Gold’s rarity, and the expertise required to harness it as a medium, contributed to its impact as a visual expression of power. The objects in this exhibition were crafted from metal excavated from mines across three continents and transported over vast regions, often in the form of currency. In the hands of trained craftspeople, this processed gold was transformed into jewelry that adorned Roman patrician women or spun into thread that was then woven into textiles for elite patrons in Europe and Asia. The long historical thirst for gold motivated California’s own extractive 19th-century mining practices, the legacy of which is explored through photographs by Ansel Adams and Edward Weston.

New technical analysis conducted for this exhibition helped to identify the objects’ fundamental material properties, which provoked further questions about their significance—are these works actually gold, and what does it mean if they are not? In some cases, gilding versus solid gold becomes an issue, because it is the purity and preciousness of the material itself that gives these objects power. Alternatively, when “gold” is created through the treatment of another metal such as brass, or by skillful illusionistic painting, the gleaming effect and impressive artistic alchemy become more important than the raw materials.
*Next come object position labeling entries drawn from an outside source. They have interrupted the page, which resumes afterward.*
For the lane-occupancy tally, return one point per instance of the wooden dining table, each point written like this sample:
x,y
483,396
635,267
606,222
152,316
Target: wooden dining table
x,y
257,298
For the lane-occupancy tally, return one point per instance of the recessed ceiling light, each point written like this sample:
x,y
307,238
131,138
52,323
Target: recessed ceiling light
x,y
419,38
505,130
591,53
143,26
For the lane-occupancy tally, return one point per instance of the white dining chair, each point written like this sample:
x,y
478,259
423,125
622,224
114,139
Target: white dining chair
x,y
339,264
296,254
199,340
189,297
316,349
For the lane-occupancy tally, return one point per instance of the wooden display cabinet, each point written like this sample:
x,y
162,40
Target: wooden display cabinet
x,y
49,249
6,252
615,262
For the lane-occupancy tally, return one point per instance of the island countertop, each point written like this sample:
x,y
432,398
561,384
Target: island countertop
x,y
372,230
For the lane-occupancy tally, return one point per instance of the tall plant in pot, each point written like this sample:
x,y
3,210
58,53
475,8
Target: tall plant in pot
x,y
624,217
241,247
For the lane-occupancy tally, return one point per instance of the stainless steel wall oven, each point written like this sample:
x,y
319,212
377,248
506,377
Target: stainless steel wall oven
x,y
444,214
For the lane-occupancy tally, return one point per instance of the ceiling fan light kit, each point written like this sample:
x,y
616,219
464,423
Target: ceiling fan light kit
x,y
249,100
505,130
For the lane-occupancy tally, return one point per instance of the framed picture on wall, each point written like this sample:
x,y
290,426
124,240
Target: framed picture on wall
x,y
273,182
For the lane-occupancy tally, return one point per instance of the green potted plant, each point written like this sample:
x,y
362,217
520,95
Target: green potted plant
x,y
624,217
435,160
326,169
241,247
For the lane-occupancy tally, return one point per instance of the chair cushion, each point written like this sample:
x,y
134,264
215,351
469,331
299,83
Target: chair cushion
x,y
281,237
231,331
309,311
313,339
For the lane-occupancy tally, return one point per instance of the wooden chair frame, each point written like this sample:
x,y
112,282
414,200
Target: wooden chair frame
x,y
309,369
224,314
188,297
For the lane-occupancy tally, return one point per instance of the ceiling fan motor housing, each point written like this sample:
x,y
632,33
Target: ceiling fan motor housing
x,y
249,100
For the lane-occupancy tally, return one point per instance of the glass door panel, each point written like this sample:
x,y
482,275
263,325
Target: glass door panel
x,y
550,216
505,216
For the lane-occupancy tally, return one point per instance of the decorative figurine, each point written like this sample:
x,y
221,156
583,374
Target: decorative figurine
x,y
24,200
Organized on the occasion of the Museum’s 50th anniversary, a milestone traditionally associated with this metal, Gold: Enduring Power, Sacred Craft invites fresh inquiry into the nature of gold as an artistic medium. In the process, the exhibition generates new conversations about the cultural and material resilience of these objects, many of which will be displayed together for the first time.
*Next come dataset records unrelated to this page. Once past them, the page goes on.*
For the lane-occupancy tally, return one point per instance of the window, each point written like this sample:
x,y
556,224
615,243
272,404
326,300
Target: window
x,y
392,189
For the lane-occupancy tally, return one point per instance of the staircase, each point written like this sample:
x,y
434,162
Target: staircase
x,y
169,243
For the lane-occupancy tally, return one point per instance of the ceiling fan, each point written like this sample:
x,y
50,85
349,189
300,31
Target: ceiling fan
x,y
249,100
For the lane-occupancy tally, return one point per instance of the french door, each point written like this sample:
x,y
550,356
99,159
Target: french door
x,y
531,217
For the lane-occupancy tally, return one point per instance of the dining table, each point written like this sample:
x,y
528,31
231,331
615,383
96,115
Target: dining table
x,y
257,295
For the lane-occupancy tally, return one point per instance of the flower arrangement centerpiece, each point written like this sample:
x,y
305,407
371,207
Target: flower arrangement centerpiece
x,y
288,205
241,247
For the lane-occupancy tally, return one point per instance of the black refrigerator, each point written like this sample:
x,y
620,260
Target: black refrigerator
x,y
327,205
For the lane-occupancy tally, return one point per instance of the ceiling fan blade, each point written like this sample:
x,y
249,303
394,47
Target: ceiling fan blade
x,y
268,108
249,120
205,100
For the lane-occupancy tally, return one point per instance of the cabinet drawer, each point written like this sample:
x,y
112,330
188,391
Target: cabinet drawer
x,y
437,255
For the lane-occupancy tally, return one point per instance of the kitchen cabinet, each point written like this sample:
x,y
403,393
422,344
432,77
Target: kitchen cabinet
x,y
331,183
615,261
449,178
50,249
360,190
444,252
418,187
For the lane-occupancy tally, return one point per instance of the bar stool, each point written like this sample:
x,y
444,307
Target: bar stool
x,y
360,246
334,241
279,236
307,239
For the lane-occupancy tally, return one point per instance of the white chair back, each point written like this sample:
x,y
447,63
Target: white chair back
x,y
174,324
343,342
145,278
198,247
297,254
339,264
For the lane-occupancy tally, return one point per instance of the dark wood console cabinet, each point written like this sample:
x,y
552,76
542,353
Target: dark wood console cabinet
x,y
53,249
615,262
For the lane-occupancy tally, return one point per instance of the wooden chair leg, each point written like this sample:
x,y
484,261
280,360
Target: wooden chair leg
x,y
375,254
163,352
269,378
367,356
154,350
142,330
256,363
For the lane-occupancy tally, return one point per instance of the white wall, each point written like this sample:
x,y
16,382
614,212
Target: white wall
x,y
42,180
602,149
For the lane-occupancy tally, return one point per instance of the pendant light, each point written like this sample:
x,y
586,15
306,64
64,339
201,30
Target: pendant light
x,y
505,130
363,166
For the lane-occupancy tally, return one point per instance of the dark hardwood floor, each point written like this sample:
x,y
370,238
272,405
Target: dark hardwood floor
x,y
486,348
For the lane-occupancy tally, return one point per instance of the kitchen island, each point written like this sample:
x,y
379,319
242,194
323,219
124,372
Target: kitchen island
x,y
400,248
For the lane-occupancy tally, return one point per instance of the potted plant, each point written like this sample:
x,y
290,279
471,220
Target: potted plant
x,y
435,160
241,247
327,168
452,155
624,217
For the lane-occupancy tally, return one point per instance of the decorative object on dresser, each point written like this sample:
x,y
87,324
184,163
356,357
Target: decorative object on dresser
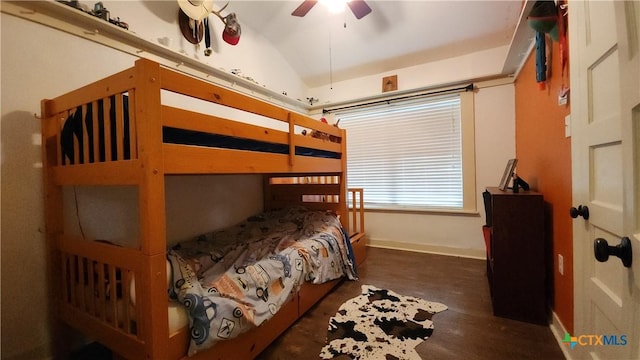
x,y
380,324
515,247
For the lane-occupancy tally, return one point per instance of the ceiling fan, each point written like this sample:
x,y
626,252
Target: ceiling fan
x,y
359,8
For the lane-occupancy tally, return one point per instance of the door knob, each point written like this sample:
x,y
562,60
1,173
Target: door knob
x,y
602,250
580,211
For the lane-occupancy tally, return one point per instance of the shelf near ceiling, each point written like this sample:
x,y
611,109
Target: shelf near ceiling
x,y
76,22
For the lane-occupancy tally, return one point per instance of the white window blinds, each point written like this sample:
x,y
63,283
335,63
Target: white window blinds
x,y
407,154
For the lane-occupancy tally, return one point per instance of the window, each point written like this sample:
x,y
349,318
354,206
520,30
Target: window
x,y
413,154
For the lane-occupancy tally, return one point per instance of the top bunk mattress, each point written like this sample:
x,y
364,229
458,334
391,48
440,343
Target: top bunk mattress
x,y
76,124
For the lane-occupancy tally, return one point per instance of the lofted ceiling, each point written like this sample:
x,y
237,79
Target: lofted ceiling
x,y
325,47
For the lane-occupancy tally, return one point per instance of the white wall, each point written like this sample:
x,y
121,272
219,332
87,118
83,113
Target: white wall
x,y
39,62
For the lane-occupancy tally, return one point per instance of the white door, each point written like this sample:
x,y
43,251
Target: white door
x,y
605,105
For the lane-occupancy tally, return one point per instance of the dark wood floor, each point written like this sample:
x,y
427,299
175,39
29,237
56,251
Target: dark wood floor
x,y
467,330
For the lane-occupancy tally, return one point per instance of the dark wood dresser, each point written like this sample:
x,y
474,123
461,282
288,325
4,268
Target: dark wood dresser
x,y
514,237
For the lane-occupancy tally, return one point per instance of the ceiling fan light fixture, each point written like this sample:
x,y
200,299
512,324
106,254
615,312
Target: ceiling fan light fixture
x,y
334,6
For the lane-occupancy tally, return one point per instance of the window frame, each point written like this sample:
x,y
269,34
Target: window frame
x,y
467,124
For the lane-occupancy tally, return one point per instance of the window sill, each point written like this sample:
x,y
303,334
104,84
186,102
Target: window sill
x,y
423,211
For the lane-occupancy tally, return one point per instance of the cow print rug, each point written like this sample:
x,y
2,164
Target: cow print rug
x,y
380,324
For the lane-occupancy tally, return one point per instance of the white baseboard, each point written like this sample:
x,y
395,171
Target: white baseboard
x,y
558,331
426,248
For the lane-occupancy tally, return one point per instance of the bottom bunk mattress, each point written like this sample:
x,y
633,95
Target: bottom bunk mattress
x,y
234,279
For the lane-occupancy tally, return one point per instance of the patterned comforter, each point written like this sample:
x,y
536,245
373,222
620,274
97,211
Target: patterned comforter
x,y
234,279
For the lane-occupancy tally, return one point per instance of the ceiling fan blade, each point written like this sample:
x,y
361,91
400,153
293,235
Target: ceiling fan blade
x,y
304,8
359,8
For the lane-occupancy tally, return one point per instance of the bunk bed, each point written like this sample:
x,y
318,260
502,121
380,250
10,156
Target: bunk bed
x,y
119,131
For more information, visit https://www.nortonsimon.org/exhibitions/2020-2029/gold-enduring-power-sacred-craft

Lecture: Serene and Resplendent: Asian Gold at the Norton Simon Museum, Emma Natalya Stein, at Norton Simon Museum, Pasadena, CA, 10 Jan. 2026, 5-6pm

Lecture

Serene and Resplendent: Asian Gold at the Norton Simon Museum

Emma Natalya Stein

Associate Curator of Southeast Asian and South Asian Art, National Museum of Asian Art, Smithsonian

Norton Simon Museum, Pasadena, CA

Saturday, January 10, 2026, 5:00-6:00 pm

Gilt, pressed, painted or cast, gold has expressed power, prosperity, purity and transcendence throughout the history of Asian art. From gilt-bronze sculptures of Hindu and Buddhist deities to courtly paintings and items of personal adornment, gold has enjoyed a range of uses and enduring significance, from China to Nepal. In this richly illustrated talk, Stein delves into the Asian works on view in the exhibition Gold: Enduring Power, Sacred Craft and discovers more gold in the Museum’s South and Southeast Asian collections.
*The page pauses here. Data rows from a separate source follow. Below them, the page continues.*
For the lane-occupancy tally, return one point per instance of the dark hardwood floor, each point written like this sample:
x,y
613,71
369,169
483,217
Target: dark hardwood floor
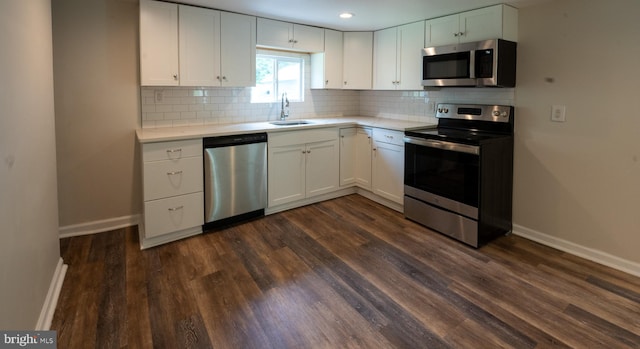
x,y
345,273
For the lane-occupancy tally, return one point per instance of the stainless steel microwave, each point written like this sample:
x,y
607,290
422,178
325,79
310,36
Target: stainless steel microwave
x,y
490,63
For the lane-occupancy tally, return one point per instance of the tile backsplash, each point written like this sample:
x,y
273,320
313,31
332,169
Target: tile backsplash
x,y
183,106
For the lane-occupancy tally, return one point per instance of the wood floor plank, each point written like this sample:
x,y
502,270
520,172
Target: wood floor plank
x,y
344,273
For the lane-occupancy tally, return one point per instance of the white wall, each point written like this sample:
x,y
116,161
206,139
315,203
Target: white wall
x,y
29,251
579,181
95,46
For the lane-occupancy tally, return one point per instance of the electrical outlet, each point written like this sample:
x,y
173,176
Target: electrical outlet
x,y
558,113
431,108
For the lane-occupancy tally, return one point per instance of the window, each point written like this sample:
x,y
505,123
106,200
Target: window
x,y
276,75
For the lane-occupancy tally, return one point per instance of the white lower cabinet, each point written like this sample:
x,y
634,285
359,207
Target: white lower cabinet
x,y
347,156
302,164
373,160
388,164
172,191
364,148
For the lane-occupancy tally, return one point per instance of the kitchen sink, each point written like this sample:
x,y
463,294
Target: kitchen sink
x,y
289,122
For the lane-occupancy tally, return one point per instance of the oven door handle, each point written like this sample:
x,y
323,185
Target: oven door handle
x,y
461,148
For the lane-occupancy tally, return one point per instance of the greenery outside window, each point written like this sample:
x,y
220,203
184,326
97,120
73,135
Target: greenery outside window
x,y
276,75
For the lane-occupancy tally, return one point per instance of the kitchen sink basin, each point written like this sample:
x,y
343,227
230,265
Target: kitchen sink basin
x,y
289,122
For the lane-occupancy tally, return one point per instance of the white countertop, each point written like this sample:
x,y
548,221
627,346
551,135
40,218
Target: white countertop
x,y
150,135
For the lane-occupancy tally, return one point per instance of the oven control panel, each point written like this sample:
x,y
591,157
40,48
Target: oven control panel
x,y
478,112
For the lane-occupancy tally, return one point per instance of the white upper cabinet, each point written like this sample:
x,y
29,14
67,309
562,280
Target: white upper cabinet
x,y
358,60
238,50
384,59
158,43
214,48
397,59
199,38
495,22
290,36
326,67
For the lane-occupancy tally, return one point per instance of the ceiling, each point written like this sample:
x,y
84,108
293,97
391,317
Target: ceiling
x,y
368,14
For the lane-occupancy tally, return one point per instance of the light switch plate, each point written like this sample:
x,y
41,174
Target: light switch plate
x,y
558,113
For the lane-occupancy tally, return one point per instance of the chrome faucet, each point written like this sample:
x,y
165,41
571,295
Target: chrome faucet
x,y
284,113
Advance tickets for members are available using the link below.
Tickets for all guests will be available for walkups on the day of the lecture starting at 4:00 p.m.

For more information and to register, visit https://www.nortonsimon.org/calendar/2026/winter-2026/Serene-and-Resplendent-Asian-Gold-at-the-Norton-Simon-Museum-1-10-2026-500pm

Lecture: Art and Arbitrage: Gold across the Mediterranean in the Middle Ages, Sarah M. Guérin, at Norton Simon Museum, Pasadena, CA, 7 Feb. 2026 5-6PM

Lecture

Art and Arbitrage: Gold across the Mediterranean in the Middle Ages

Sarah M. Guérin

Associate Professor of Medieval Art, History of Art Department, University of Pennsylvania

Norton Simon Museum, Pasadena, CA

Saturday, February 7, 2026, 5:00 pm – 6:00 pm

During the European Middle Ages, silver was more abundant for the northern shores of the Mediterranean, whereas coastal North Africa enjoyed easier access to gold via trans-Saharan trade. Each had something the other wanted, and sought to leverage the system to their own advantage. This differential led to rivalry, subterfuge and even war, with the Crusade to Tunis in 1270 being largely spurred and motivated by a thirst for gold. In addition to their use for exchange and coinage, gold and silver were artists’ materials, and their paucity or abundance profoundly shaped artistic practice. In this lecture, Guérin reveals how this valuable metal influenced both historical events and artistic production.

Advance tickets for members will be released on January 7.

For more information, visit https://www.nortonsimon.org/calendar/2026/winter-2026/Art-and-Arbitrage-Gold-across-the-Mediterranean-in-the-Middle-Ages-2-7-2026-500pm

Exhibition: Late Medieval European Blockbooks: The First Printed Picture Books, The Morgan Library & Museum, New York City, November 6, 2026 to May 16, 2027

Current Exhibition

Late Medieval European Blockbooks: The First Printed Picture Books

The Morgan Library & Museum, New York City

November 6, 2026 through May 16, 2027

Ars moriendi (Blockbook). Netherlands (or Lower Rhine), approximately 1467–1469. Purchased on the Gordon N. Ray, Curt F. Bühler, L. Colgate Harper D-1, and Henry S. Morgan Reference Funds, and as the gift of T. Kimball Brooker, Martha J. Fleischman, Mr. G. Scott Clemons and Ms. Karyn Joaquino, Marguerite Steed Hoffman and Tom Lentz, and Mr. and Mrs. Larry R. Ricciardi, 2022. The Morgan Library & Museum, PML 198786. 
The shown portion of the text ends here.